We shall refactor our existing game further so that it becomes more modular and maintainable, especially when we want to create multiple scenes (stages) in our game.

C# Static Variable

When a variable is declared as static, then a single copy of the variable is created and shared among all objects at the class level. Static variables are accessed with the name of the class, they do not require any instance for access. In the Singleton class, we define instance getter and setter:

    private static T _instance;
    public static T instance
    {
        get
        {
            return _instance;
        }
    }

Utilise static instance with Singleton

This allows any Singleton to be referenced directly by other scripts as such:

PlayerMovement.cs

    void Awake(){
        // other instructions
        // subscribe to Game Restart event
        GameManagerWeek4.instance.gameRestart.AddListener(GameRestart);
    }

This way, we remove references to PlayerMovement and EnemyManager instance from GameManager Singleton, going from here:

... to here:

caution

We need to ensure that GameManager Singleton is created before we try to reference instance in each Awake() function via other scripts above. Ensure your order of execution prioritizes GameManager first:

Remove Mario and HUDManager Singleton

We can then only put GameManager under DontDestroyOnLoad, while the rest of the objects (Mario, Canvas, Enemies, etc) can remain normal (new instance per scene). A few housekeeping:

  1. Ensure that Mario does not refer to GameManager instance on the scene, all references to GameManager should be obtained via static instance property.
  2. Ensure that GameManager is a root GameObject, best if it does NOT have any children. You can easily make a mistake referring to GameManager's children who are not Singletons

Don't forget to remove subscription to activeSceneChanged in PlayerMovement.cs because your Mario will not need to "reset" its position anymore in the new scene.

Restart Button

Initially, the restart button is made to call GameRestart function at that scene's GameManager instance.

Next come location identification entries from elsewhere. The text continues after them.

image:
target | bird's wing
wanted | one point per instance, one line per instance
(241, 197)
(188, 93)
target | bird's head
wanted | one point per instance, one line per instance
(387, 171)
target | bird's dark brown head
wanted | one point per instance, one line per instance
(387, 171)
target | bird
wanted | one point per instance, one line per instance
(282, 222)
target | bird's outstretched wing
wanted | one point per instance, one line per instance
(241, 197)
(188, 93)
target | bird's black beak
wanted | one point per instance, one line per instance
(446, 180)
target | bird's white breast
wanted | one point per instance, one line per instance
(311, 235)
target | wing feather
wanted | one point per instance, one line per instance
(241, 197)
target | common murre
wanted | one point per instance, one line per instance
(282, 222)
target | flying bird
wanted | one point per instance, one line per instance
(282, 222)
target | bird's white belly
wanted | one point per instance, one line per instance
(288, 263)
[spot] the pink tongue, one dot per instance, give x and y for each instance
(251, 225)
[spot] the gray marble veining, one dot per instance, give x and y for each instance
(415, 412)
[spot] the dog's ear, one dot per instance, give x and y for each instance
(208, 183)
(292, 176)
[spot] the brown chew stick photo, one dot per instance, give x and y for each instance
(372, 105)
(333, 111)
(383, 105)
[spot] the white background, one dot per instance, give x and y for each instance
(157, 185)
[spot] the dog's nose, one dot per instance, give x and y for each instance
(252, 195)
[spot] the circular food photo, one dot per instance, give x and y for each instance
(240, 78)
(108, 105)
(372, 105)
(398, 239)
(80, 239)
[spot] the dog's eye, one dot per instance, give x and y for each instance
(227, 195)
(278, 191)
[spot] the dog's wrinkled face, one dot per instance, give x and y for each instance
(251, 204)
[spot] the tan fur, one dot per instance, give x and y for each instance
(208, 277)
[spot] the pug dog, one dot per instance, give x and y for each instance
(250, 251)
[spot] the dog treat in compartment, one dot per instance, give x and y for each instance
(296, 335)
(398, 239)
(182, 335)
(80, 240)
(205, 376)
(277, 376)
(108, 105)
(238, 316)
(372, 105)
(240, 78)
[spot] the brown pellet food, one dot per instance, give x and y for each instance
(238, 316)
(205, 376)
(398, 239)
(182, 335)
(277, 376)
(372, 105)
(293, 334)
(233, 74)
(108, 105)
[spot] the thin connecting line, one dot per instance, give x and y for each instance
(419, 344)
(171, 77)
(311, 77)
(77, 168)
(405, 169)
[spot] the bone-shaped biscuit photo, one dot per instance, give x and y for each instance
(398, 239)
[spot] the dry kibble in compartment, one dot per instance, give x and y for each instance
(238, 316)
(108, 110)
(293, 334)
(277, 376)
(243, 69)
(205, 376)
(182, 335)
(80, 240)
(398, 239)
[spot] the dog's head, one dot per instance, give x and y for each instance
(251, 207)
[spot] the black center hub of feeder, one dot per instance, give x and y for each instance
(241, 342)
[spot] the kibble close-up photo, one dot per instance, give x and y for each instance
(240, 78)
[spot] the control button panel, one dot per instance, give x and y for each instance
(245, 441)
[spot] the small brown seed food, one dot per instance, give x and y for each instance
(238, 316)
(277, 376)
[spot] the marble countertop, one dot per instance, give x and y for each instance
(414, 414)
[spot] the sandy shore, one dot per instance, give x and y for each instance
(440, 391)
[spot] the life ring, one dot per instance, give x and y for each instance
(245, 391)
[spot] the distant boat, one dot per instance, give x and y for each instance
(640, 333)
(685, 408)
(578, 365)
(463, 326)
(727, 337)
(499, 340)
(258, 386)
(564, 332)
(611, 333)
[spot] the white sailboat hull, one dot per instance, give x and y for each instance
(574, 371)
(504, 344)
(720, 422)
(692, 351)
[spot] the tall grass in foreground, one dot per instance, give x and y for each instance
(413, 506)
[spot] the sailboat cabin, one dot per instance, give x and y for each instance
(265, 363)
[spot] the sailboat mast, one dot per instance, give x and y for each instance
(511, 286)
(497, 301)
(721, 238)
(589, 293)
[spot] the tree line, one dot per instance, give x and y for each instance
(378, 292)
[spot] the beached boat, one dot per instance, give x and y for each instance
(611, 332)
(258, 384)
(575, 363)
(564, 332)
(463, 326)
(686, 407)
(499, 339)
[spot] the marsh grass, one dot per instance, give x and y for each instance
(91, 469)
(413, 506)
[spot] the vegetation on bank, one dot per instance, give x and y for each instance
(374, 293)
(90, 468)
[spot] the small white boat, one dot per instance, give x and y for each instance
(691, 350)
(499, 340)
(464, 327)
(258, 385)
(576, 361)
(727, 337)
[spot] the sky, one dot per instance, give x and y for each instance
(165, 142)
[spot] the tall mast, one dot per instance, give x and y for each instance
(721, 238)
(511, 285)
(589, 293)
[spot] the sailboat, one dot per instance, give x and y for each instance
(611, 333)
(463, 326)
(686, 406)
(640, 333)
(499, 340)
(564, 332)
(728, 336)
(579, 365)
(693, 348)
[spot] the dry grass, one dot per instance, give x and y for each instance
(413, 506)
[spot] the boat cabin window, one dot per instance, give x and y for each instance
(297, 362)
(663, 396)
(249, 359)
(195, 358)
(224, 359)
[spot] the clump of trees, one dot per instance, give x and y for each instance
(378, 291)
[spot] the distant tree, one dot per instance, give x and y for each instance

You need to call GameRestart via script instead. Create a new script called ButtonController.cs:

ButtonController.cs
    public void ButtonClick()
    {
        GameManagerWeek4.instance.GameRestart();
    }

Then attach the script to the restart button, and select the ButtonClick() function as a callback.

note

If your button somehow is not Clickable in World-1-2, remember to check if you have the EventSystem enabled with the new InputSystem:

Typically this will be automatically created the moment you create any interactive UI GameObject.

Setting Score Upon Scene Change

You may not need to reset Mario's position anymore because you have a new Mario instance in World-1-2 that you have placed in the correct starting position. However, the GameManager must do some housekeeping:

  1. Remove the HUD when scene changes, this used to be done at Start() in GameManager
  2. Set the score to current score (from World-1-1)

The GameManager can now subscribe to activeSceneChanged:

GameManager.cs
using UnityEngine.SceneManagement;


    void Start()
    {

        gameStart.Invoke();
        Time.timeScale = 1.0f;
        // subscribe to scene manager scene change
        SceneManager.activeSceneChanged += SceneSetup;
    }

    public void SceneSetup(Scene current, Scene next)
    {
        gameStart.Invoke();
        SetScore(score);
    }

If everything works right, you can then have everything (HUD, Mario, GameManager) in each World independently (for testing):

Notable features
  1. World-1-1 works as per normal: score increase, Goomba respawn and death, coins, game restart must all work as usual
  2. World-1-2 carries over scores from World-1-1 to demonstrate persistence
  3. World-1-2 can be played independently for testing, restart and scoring works too
  4. Only GameManager is part of DontDestroyOnLoad
  5. There's no NullReferenceError on the Console
  6. There's only one Goomba for demonstration purposes in World-1-2. We have not managed Green Goombas (underground) yet

C#: Interface

It is very common in a game to have various types of buttons, powerups, or enemies, but they should have common methods that will be called by other scripts such as cast or consume, or click, etc. To do this more uniformly, we can utilise an interface. Interface members should be public by default (legacy, see deep dive section below), because they’re meant to define the public API of a type, hence the name interface: a contract meant to be use by other classes.

Deep Dive: Actually, Not-So-Simple Interface (Anymore)

The legacy definition of C# interface were:

  • An interface only has declarations of methods, properties, indexers, and events.
  • An interface has only public members and it cannot include private, protected, or internal members.
  • An interface cannot contain fields.

However, more and more features are added now for various reasons. It was first introduced in C#8.0 in 2019, with the goal of being able to extend existing interface without breaking legacy or old libraries.

The syntax for an interface is relaxed to permit modifiers on its members. The following are permitted: private, protected, internal, public, virtual, abstract, sealed, static, extern, and partial with certain requirements.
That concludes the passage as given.